Es gibt ja Orte, deren Namen kann man nicht wörtlich nehmen. Oberwiesenthal verdankt seine Anziehungskraft einem Berg, in Pulsnitz hatte bestimmt schon jemand einmal einen Herzstillstand, über Pißdorf in Sachsen-Anhalt scheint oft die Sonne und das Ruhrgebiet ist kein Seuchenschutzbezirk. Anders verhält es sich bei Königsbrück. „Des Königs Brücke“ ist genau die Erklärung für den Namen dieses liebenswerten Städtchens.

Nachdem es schon in den vergangenen Jahren geplant war, aber aufgrund Corona mehrfach verschoben werden musste, konnten wir dieses Jahr hier endlich unsere Exkursion durchführen.

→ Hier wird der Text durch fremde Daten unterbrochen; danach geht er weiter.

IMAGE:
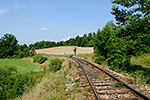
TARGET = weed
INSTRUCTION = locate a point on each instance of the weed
(89, 89)
(77, 80)
(130, 81)
(118, 84)
(79, 66)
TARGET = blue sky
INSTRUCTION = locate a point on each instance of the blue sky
(52, 20)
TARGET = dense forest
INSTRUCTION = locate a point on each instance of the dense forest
(115, 44)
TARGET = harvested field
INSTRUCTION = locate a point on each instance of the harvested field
(66, 50)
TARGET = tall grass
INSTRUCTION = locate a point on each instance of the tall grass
(22, 65)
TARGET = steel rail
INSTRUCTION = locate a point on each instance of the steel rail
(98, 98)
(132, 89)
(129, 87)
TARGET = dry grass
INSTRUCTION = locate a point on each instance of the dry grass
(59, 85)
(66, 50)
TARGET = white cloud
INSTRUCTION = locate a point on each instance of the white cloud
(18, 7)
(21, 40)
(66, 38)
(43, 28)
(81, 35)
(2, 10)
(31, 34)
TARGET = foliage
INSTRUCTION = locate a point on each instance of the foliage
(8, 45)
(75, 50)
(55, 64)
(130, 10)
(118, 84)
(22, 65)
(39, 58)
(14, 84)
(108, 46)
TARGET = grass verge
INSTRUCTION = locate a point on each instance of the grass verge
(22, 65)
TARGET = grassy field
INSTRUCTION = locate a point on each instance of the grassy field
(22, 65)
(143, 60)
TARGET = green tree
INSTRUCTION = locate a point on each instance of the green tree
(8, 45)
(84, 42)
(108, 47)
(125, 11)
(75, 50)
(33, 52)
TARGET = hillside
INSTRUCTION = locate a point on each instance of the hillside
(66, 50)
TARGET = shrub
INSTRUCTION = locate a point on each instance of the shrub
(39, 58)
(55, 64)
(21, 55)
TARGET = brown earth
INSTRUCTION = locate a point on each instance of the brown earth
(66, 50)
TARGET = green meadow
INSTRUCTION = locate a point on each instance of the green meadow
(22, 65)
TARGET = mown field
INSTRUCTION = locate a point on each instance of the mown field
(22, 65)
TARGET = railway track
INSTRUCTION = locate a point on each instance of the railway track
(106, 86)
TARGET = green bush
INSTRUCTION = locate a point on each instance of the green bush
(55, 64)
(13, 84)
(21, 55)
(39, 58)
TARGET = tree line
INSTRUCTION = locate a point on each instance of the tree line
(85, 41)
(129, 37)
(9, 47)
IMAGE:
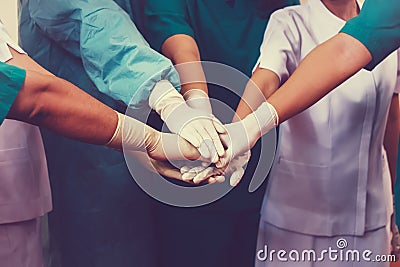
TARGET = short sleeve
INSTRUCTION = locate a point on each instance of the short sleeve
(377, 27)
(165, 19)
(11, 82)
(278, 49)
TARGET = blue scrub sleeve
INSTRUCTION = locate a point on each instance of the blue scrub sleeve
(11, 81)
(114, 53)
(165, 19)
(377, 27)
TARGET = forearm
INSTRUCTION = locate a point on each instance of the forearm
(60, 106)
(184, 54)
(320, 72)
(392, 136)
(262, 84)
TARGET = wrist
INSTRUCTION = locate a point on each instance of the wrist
(165, 98)
(198, 99)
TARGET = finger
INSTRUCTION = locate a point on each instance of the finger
(236, 177)
(186, 150)
(185, 169)
(203, 148)
(211, 180)
(216, 140)
(188, 176)
(204, 175)
(225, 140)
(191, 135)
(208, 142)
(220, 179)
(224, 161)
(218, 126)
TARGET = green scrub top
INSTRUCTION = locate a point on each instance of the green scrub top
(11, 80)
(377, 27)
(228, 32)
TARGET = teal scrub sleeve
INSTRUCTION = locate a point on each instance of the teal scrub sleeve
(165, 19)
(377, 27)
(114, 53)
(11, 81)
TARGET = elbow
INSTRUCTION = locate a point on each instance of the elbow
(41, 107)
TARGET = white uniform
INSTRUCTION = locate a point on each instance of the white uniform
(24, 185)
(330, 177)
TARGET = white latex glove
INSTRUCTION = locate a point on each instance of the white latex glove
(198, 99)
(235, 170)
(134, 135)
(242, 135)
(196, 126)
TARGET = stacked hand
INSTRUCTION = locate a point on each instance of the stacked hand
(196, 125)
(227, 147)
(239, 138)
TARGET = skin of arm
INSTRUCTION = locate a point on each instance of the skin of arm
(182, 48)
(325, 68)
(262, 84)
(392, 136)
(60, 106)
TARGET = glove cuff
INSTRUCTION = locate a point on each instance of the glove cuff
(116, 140)
(164, 98)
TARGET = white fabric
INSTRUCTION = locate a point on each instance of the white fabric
(5, 41)
(377, 241)
(24, 182)
(328, 176)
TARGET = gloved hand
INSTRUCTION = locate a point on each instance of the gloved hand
(241, 136)
(134, 135)
(198, 99)
(235, 170)
(200, 128)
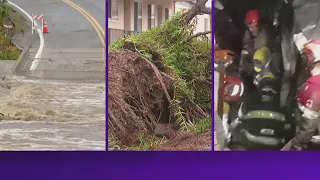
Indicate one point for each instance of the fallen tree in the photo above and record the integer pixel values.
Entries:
(159, 82)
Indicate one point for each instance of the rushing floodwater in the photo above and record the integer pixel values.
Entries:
(47, 115)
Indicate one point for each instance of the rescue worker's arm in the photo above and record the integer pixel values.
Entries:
(245, 65)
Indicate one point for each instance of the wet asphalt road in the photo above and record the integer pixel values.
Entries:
(60, 105)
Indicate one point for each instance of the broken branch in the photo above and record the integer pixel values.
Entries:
(199, 34)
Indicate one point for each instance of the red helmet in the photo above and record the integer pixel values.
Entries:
(309, 97)
(252, 17)
(312, 52)
(233, 89)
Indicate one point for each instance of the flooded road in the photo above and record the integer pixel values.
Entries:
(52, 115)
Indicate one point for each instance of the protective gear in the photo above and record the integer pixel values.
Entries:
(264, 78)
(253, 17)
(223, 56)
(233, 89)
(309, 105)
(260, 58)
(309, 97)
(312, 53)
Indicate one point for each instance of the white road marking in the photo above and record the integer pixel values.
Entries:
(37, 57)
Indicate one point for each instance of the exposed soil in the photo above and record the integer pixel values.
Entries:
(138, 104)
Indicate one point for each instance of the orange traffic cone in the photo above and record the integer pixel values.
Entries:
(45, 27)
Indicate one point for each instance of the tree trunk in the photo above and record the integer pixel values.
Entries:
(199, 7)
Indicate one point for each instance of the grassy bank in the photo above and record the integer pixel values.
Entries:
(8, 51)
(168, 105)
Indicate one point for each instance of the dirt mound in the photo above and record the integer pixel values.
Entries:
(188, 141)
(135, 96)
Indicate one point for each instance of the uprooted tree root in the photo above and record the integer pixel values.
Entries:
(157, 88)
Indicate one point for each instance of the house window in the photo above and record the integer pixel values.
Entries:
(151, 16)
(113, 9)
(166, 13)
(137, 16)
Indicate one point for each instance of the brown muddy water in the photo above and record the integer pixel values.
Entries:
(52, 115)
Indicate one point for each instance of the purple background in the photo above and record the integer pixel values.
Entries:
(158, 165)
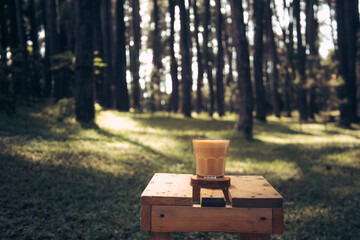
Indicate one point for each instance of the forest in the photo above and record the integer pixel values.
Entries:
(183, 56)
(94, 93)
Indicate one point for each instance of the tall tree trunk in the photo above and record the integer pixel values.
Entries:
(84, 100)
(301, 61)
(24, 82)
(156, 45)
(185, 60)
(220, 62)
(348, 23)
(106, 34)
(174, 98)
(289, 64)
(47, 64)
(274, 57)
(311, 38)
(199, 105)
(258, 62)
(13, 36)
(98, 49)
(52, 40)
(207, 57)
(35, 83)
(14, 48)
(229, 51)
(121, 91)
(135, 53)
(4, 36)
(245, 121)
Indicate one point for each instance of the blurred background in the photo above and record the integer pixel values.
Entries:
(98, 95)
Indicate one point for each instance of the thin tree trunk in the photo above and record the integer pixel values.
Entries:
(13, 36)
(301, 61)
(311, 38)
(98, 49)
(274, 57)
(106, 34)
(258, 61)
(199, 105)
(4, 37)
(135, 53)
(245, 120)
(121, 91)
(35, 83)
(289, 64)
(46, 61)
(23, 51)
(156, 45)
(84, 100)
(185, 60)
(229, 51)
(220, 62)
(174, 98)
(52, 40)
(347, 22)
(207, 57)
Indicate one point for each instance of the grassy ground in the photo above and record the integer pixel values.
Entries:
(61, 181)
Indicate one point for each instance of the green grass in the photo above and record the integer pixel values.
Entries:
(61, 181)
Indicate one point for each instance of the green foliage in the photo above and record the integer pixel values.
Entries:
(98, 63)
(63, 110)
(64, 60)
(61, 181)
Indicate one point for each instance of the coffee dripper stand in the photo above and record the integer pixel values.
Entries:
(198, 183)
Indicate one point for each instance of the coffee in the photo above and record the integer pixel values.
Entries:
(210, 157)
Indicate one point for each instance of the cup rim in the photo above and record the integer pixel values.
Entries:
(211, 140)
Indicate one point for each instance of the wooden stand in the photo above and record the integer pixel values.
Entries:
(255, 213)
(220, 183)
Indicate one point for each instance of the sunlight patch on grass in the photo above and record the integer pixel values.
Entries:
(301, 139)
(248, 166)
(112, 120)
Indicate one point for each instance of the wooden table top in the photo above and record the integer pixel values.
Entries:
(175, 190)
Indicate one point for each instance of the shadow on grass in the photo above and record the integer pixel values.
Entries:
(184, 124)
(70, 201)
(40, 201)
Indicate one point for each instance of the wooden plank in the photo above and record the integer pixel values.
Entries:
(246, 191)
(168, 189)
(278, 220)
(208, 219)
(145, 218)
(160, 236)
(253, 236)
(254, 191)
(212, 198)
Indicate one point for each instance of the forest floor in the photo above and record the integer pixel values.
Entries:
(59, 180)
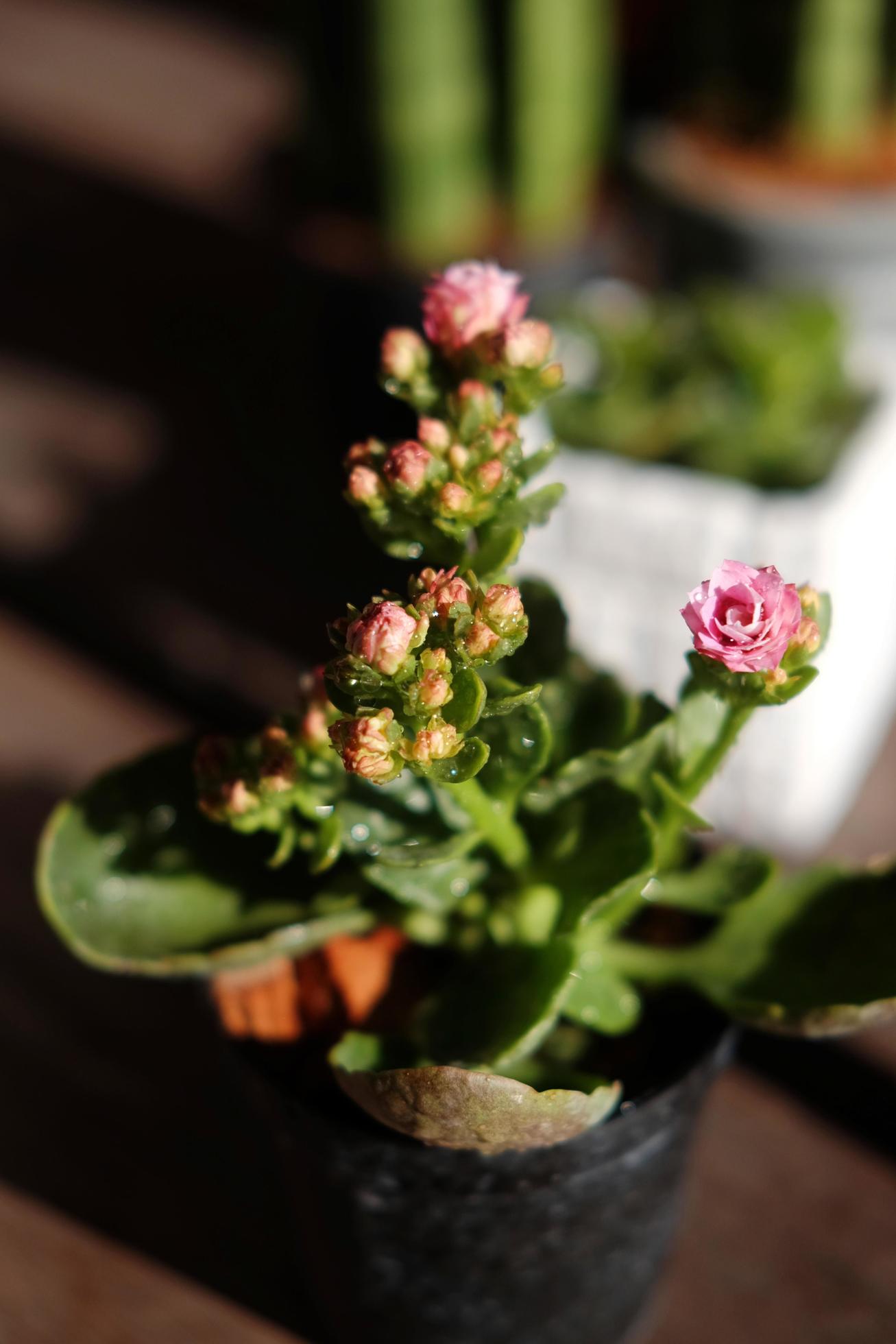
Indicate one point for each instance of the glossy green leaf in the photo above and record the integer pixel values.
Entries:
(468, 763)
(715, 883)
(133, 878)
(602, 999)
(461, 1108)
(498, 1007)
(468, 699)
(437, 887)
(505, 701)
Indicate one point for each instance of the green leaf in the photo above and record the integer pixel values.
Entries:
(468, 701)
(500, 1006)
(508, 701)
(602, 999)
(613, 859)
(133, 878)
(712, 886)
(533, 508)
(460, 1108)
(437, 887)
(520, 747)
(498, 549)
(810, 953)
(468, 763)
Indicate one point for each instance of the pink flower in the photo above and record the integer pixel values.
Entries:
(406, 464)
(403, 354)
(365, 484)
(382, 636)
(743, 617)
(468, 300)
(433, 433)
(365, 747)
(527, 344)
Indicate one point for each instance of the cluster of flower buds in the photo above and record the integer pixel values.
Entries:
(257, 782)
(487, 365)
(407, 672)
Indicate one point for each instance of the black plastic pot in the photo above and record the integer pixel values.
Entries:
(411, 1245)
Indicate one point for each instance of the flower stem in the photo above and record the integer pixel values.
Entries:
(495, 820)
(731, 725)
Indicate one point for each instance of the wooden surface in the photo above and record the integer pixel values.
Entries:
(119, 1112)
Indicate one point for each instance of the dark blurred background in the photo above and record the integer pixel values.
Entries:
(208, 213)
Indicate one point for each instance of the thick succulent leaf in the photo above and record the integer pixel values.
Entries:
(712, 886)
(498, 1007)
(809, 953)
(533, 508)
(133, 878)
(437, 887)
(498, 550)
(520, 747)
(602, 999)
(610, 856)
(468, 763)
(508, 697)
(468, 701)
(461, 1108)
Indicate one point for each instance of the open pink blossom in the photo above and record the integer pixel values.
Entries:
(468, 300)
(382, 636)
(743, 617)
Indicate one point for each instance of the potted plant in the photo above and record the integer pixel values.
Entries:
(731, 420)
(480, 891)
(779, 159)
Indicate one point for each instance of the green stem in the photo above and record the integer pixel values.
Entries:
(495, 819)
(731, 725)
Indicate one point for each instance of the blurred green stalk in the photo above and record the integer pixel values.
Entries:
(561, 75)
(431, 93)
(838, 78)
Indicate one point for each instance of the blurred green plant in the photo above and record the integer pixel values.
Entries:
(736, 382)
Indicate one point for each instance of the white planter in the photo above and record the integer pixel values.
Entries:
(631, 539)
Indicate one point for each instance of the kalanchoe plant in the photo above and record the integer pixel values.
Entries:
(461, 795)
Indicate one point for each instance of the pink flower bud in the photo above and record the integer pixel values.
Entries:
(434, 690)
(527, 344)
(470, 300)
(442, 590)
(743, 617)
(382, 636)
(406, 466)
(365, 745)
(489, 475)
(434, 743)
(403, 354)
(365, 484)
(503, 605)
(480, 640)
(433, 433)
(455, 499)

Wir trafen uns am Vormittag vor dem Alten Garnisonshaus und sahen uns als erstes die Ausstellung des   Geschichtsvereins Truppenübungsplatz Königsbrück e.V. an. Schwerpunkt waren die zehn für das Militärgelände ausgesiedelten, das heißt dem Kriegswesen geopferten Dörfer und zerstörte Dorfgemeinschaften. Frau Steckel erläuterte uns die Umstände um das Zustandekommen dieser Sammlung, und als sie den Kartenschrank mit den alten Lageplänen öffnete, war es für manchen unter uns wie eine Weihnachtsbescherung mitten im Mai, als er mit dem Finger auf der Landkarte durch die Ortschaften der Vorfahren spazieren konnte. Im Nachbarraum befand sich eine Ausstellung über die verschiedenen Armeen, welche im Laufe der Zeit den Truppenübungsplatz nutzten. Neben Schautafeln waren dort auch etliche Fundstücke des Alltags zu sehen – Archäologie des 20. Jahrhunderts, und die eine oder andere Anekdote über die eigene Armeezeit ging auch herum.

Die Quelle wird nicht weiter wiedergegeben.